A big thing to consider was that no matter what vehicle we would buy, we would have to be purchasing a tow base plate to go with our tow bar system as well as adapting all of the wiring. So it was a great deal to have that stuff already done on this vehicle. The seller was flexible with the price and said there was a little wiggle room, and we drove on down to check it out.
It was what we wanted, the people were very pleasant, we achieved a mutual agreed upon price that made it worth our while--- as well as left them a little bit of profit to recoup what they put into it getting it ready for their son. We scraped together our pennies and paid $2,200. So everybody left the deal happy happy. That's the way to do it. It was a win win.
The only thing we needed is an auxiliary braking system, which our kids just bought a motorhome and had one with theirs that they weren't going to use. Our Tracker was under 2,000 pounds so we never needed one with that. But this Saturn Vue is heavier and needs that braking system to assist with braking safely when being towed.
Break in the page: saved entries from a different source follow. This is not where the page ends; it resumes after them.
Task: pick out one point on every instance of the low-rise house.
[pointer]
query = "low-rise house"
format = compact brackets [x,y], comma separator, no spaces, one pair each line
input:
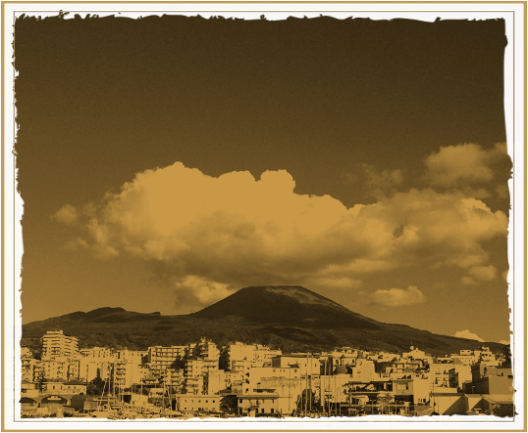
[192,403]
We drove it home, took care of title and license transfer with our plates from the Tracker, it's done all online now. The DMV is not even open in our little town for a walk in customers due to Covid. So we handled that all online as well as the sales tax necessary for our state.
It's kinda cute....
And on the home front, after we got the motor home back and parked in the yard, Steve and I jumped up and hung up the last 5 pieces of siding on the house before it got too hot or humid.
TAAA DAHHHH !
It's all done now on the North side. We only worked up until the edge of the triangle of the gable. We did not touch any of the upper wood siding because it was still in really good shape. Not only that, that is where the power supply is coming into the house from the overhead electrical wires.
We decided we weren't going to do anything with that portion of the gable end. The wood looks good enough and we were able to match it up perfectly and continue the same spacing with our new siding meeting up to the old siding.
Now all we have to do is hang the shutters by the window in the laundry room and we will be done!
Personally, I think it's time to go camping!